On Tuesday (September 3), in early U.S. trading, data from the Institute for Supply Management (ISM) showed that the Manufacturing Purchasing Managers' Index (PMI) for August came in at 47.2, slightly higher than July's 46.8 but still below market expectations of 47.5.
The PMI is derived from a monthly survey of purchasing managers and is considered a "barometer" for predicting economic trends. Typically, an index above 50 indicates industry expansion, while below 50 indicates contraction. Notably, the ISM manufacturing PMI has been below 50 for five consecutive months, reflecting ongoing weakness in manufacturing activity. In the past 22 months, the PMI has been below 50 for 21 months, only briefly rising to 50.3 in March of this year.

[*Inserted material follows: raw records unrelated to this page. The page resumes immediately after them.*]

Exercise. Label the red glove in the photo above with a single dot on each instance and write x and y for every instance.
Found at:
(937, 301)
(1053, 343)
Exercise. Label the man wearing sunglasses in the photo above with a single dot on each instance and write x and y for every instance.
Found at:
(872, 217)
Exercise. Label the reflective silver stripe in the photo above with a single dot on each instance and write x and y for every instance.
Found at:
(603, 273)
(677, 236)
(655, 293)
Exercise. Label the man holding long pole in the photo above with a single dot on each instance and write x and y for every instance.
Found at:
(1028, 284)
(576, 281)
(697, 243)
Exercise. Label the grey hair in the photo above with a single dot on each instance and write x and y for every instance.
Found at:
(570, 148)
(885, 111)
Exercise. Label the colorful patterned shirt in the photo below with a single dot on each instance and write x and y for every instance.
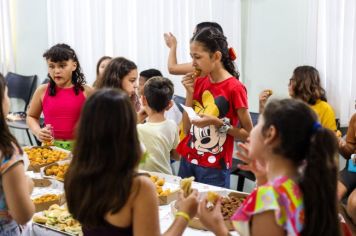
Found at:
(283, 196)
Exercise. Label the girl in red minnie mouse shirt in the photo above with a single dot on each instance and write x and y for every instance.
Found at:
(221, 101)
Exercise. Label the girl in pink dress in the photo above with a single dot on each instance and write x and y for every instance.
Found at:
(60, 100)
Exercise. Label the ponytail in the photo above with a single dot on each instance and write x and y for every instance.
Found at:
(312, 149)
(318, 184)
(214, 40)
(229, 65)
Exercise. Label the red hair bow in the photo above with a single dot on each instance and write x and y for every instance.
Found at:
(232, 54)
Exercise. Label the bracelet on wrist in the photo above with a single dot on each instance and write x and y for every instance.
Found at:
(183, 214)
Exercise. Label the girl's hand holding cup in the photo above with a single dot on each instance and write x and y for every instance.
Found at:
(188, 82)
(45, 135)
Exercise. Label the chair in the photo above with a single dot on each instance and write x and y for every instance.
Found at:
(179, 100)
(242, 175)
(21, 87)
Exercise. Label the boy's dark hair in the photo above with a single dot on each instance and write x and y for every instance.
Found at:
(97, 69)
(307, 85)
(158, 92)
(304, 142)
(63, 52)
(147, 74)
(116, 70)
(208, 24)
(105, 158)
(6, 138)
(213, 40)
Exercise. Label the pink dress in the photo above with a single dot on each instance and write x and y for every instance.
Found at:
(62, 111)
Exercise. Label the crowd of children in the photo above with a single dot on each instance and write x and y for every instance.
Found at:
(291, 150)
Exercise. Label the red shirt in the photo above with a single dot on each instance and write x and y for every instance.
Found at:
(206, 146)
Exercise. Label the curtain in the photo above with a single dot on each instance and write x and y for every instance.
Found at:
(134, 29)
(7, 61)
(331, 48)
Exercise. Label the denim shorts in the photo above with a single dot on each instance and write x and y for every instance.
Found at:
(212, 176)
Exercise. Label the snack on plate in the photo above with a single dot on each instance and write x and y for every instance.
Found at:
(159, 182)
(46, 198)
(60, 219)
(196, 73)
(212, 197)
(57, 170)
(229, 205)
(185, 185)
(44, 155)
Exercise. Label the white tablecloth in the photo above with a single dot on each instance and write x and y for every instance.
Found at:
(165, 216)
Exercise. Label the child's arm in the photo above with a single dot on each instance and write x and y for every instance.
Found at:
(189, 206)
(252, 165)
(34, 113)
(212, 219)
(88, 90)
(173, 66)
(145, 212)
(17, 189)
(243, 131)
(174, 155)
(346, 149)
(264, 224)
(188, 83)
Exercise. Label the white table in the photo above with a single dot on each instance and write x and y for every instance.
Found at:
(165, 216)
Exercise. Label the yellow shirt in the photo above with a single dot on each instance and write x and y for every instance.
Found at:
(325, 114)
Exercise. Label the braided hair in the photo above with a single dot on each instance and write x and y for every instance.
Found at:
(213, 40)
(63, 52)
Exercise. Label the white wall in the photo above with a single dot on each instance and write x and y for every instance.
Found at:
(30, 37)
(273, 44)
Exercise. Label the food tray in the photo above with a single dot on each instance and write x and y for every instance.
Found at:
(40, 229)
(43, 170)
(196, 223)
(36, 168)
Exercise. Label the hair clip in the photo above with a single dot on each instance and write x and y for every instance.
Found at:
(232, 54)
(316, 126)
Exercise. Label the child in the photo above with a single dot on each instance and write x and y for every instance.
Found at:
(60, 100)
(115, 199)
(16, 206)
(293, 158)
(158, 134)
(221, 99)
(100, 68)
(171, 42)
(347, 180)
(173, 112)
(305, 85)
(144, 76)
(122, 73)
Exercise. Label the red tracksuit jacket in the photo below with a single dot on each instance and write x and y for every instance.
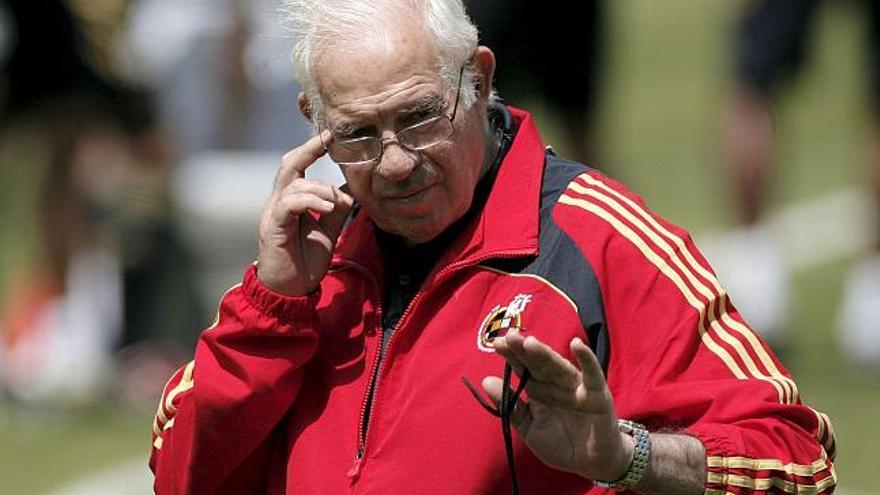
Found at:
(274, 401)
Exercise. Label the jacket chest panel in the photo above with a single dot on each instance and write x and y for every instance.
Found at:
(420, 406)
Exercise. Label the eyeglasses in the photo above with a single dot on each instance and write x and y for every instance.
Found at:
(367, 151)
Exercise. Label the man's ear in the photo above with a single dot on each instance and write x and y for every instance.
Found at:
(304, 107)
(484, 64)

Timothy Fiore, chair of the ISM manufacturing survey committee, noted, "Although manufacturing is still in the contraction range, the pace of contraction has slowed compared to last month. Weak demand, reduced output, and relatively loose input conditions."
He added, "Weak demand, Federal Reserve's monetary policy, and uncertainty about the U.S. election make companies hesitant to invest in capital and inventory." But he also mentioned that a reading of 47.2 is not extremely low because "as long as it is above 42.5, the overall economy can remain in expansion."
Following the data release, the three major U.S. stock indices fell further. As of publication, the Nasdaq Composite Index dropped more than 2.5%, while the S&P 500 and the Dow Jones indices fell over 1.5% and 1.1%, respectively.
It is noteworthy that before the ISM data release, S&P Global also released a report showing similar signs of weakness. S&P Global's Manufacturing PMI for August was revised down from 48 to 47.9, below market expectations of 48.1, while the July index was 49.6.
The S&P Global report also showed that the U.S. manufacturing employment index fell for the first time this year, while input costs rose to their highest level in 16 months, indicating persistent inflationary pressures.
Chris Williamson, chief business economist at S&P Global, stated that the further decline in PMI indicates that manufacturing is becoming a greater drag on the economy mid-way through the third quarter. Forward-looking indicators suggest that this negative impact may intensify in the coming months.
Williamson also pointed out that slower-than-expected sales have led to inventory buildups, and a reduction in new orders prompted factories to cut production for the first time since January. Due to concerns about overcapacity, manufacturers also laid off workers for the first time this year and reduced their purchases of production materials.
He concluded, "The decrease in orders and increase in inventory sent the gloomiest production trend signal in the past year and a half, and one of the most concerning economic signals since the Global Financial Crisis." Moreover, rising wages and high transportation costs have caused input costs to rise at the fastest pace since April last year.